Now with my friend's demise, I am reminded again how important it is to turn away from the negativity dished out by those who thrive on it.  Concentrate on people who make you laugh, who love you, who are grateful for the time here.  Life is a brief and precious gift.  No matter who someone is, be they blood relative; be it a sibling or a spouse or a parent; no one has the right to steal your life away.  Get rid of the jerks; move on; stay focused on those who are kind, who have empathy, and who know how to love.  It's never too late to learn to truly live.

Sunday, December 14, 2014

My Sister, the Author

Our book is published today. THE NORTH SIDE OF DOWN joins the select few books actually written by an author (or co-author) with Down's syndrome.

Amanda has long been a writer at heart.  When she was a baby, she used to climb the stairs and sit with me in my bedroom while I wrote page after page on spiral-bound note paper.  I wrote and illustrated hundreds of pages of horse stories while my patient companion was content to just sit cross-legged on the bed near my desk, watching me or quietly coloring or just waiting.

At that time, I didn't realize the impact this was having.  Amanda was just a baby then. I graduated, moved away to Alaska and then the western states.  In the meantime, Amanda grew up illiterate.  Finally, when she was around 20 years old, I had moved back to Michigan and was spending lots of time with her.  I sat with her in the big gold chair in the living room looking at the back of an Eddie Rabbitt album.  She was a huge country music fan.  I was reading the words to, "I Love a Rainy Night."

She was attentive as always, and I began pointing out the letters and sounding them out.  When we reached the end of each line, we would sing it.

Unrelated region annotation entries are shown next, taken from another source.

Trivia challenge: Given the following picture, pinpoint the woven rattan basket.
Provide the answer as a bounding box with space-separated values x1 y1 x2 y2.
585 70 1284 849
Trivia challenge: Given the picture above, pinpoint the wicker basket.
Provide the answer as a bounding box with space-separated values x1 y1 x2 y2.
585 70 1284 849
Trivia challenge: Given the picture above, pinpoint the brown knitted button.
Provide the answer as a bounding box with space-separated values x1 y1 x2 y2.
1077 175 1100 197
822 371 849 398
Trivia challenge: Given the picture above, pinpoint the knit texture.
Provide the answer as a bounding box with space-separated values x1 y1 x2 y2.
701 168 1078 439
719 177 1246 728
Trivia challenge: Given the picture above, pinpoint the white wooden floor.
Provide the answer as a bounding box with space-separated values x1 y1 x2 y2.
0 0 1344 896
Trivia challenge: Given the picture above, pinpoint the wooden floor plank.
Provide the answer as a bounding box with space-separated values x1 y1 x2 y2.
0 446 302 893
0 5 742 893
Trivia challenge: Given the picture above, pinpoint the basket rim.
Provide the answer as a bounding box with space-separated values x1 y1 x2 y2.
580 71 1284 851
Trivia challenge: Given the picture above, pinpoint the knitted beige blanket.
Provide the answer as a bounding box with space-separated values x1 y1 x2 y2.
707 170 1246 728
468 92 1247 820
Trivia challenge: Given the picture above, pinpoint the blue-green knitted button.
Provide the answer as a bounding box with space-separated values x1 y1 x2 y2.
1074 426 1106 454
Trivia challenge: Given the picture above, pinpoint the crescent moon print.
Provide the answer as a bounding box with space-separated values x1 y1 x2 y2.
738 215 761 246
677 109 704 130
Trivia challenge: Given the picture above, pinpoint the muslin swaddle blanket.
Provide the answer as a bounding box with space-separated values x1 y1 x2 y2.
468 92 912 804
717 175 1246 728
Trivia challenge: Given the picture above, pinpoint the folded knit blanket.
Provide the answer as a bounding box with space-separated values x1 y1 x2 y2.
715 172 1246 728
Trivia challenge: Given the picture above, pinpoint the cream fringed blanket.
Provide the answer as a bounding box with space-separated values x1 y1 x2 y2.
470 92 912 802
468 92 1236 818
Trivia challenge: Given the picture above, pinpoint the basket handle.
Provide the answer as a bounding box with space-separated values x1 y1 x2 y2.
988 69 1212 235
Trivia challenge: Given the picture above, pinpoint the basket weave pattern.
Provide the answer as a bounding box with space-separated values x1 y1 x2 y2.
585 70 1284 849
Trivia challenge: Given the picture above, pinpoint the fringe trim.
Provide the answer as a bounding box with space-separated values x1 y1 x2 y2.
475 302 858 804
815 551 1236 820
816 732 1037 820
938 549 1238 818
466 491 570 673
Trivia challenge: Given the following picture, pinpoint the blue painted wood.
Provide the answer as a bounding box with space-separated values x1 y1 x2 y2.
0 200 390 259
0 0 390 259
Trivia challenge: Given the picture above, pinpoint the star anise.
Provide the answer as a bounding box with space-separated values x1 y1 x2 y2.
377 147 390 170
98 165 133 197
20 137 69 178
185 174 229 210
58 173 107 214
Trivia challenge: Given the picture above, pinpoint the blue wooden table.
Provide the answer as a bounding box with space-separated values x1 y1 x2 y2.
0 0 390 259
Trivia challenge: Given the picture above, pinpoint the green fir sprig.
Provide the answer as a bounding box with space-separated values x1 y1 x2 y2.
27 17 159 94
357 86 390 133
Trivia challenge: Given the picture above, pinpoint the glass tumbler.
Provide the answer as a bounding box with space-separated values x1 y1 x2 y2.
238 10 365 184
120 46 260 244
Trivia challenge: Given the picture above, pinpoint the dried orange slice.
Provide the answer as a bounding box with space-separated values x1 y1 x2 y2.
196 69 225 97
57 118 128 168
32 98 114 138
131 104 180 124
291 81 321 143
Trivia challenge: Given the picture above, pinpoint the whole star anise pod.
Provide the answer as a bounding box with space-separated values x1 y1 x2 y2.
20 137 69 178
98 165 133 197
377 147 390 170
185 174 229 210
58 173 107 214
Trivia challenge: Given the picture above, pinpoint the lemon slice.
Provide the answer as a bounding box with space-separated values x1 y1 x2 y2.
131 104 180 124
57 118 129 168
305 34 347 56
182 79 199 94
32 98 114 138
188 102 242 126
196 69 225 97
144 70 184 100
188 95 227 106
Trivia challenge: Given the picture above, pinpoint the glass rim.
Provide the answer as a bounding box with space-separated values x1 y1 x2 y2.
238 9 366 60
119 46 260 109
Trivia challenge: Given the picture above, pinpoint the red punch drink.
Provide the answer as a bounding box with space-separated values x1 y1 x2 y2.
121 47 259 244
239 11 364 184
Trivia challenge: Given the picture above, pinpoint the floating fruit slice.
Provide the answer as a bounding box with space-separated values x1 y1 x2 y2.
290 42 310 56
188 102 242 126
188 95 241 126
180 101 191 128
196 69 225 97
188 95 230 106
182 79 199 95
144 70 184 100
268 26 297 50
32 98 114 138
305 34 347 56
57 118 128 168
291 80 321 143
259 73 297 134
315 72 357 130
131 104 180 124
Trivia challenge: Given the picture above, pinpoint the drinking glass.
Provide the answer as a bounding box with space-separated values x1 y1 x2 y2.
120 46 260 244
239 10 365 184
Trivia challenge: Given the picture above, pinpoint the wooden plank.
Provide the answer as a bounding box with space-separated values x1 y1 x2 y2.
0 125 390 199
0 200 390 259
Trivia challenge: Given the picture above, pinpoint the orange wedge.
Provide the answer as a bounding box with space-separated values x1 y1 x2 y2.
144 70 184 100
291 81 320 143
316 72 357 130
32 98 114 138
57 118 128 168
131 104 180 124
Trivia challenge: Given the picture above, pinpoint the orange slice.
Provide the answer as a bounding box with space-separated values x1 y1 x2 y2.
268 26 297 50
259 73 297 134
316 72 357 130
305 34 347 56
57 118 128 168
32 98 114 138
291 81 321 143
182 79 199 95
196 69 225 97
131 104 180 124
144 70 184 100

Perhaps it was the simplistic repetition of the song, but I thought she was catching on.

Later, watching a "Hooked on Phonics" infomercial, I told my then-husband, "This might work for Amanda.  They use music, see?"

He wanted no part of spending $200 on that program.  So, I saved my money and ordered one, and brought it home on my next trip North, along with a couple of Dr. Seuss children's books.  Mom and Dad wisely sent the program to Amanda's school.  It not only helped Amanda. but other kids in her special ed class learned to read, too.  When I asked Dad about her progress later, Dad said, "Yes, she is learning, but it's going to be limited."

I will never forget the first time Amanda stumbled through, "Green Eggs and Ham."  I was in tears.  She was 21 years old by then, and opening a whole new door for herself.

From that point on, the household exploded with paper and notebooks.  Amanda was filling every spiral-bound notebook in sight, practicing her writing in her shaky, angular cursive hand.  She copied pages of old paperbacks.  Eventually she began writing her own thoughts; page after page.

A writer was born.

When finally she began journaling after our Mom's death, I asked her, "How would you like to write a book with me?  We can write about our mother, and Dad, and our experiences with the family."

She loved the idea.  We pored over our story, building it one page at a time, editing and discussing and reading to each other.  We lost Mom, and we cried and wrote.  We lost Dad, and we cried and wrote some more.  Our siblings battled over Amanda's guardianship, and we wrote on in determination.  We were partners in a combined effort.  This was our project; our journey.  When I asked her if she was ready to become a published author, she said, "I cannot wait!  I. CAN. NOT. WAIT!"

So the little girl who quietly sat by has become a literary force in her own right.  Unencumbered by her disability, she forges onward.

"Limited," indeed!  ...If Dad could see her now.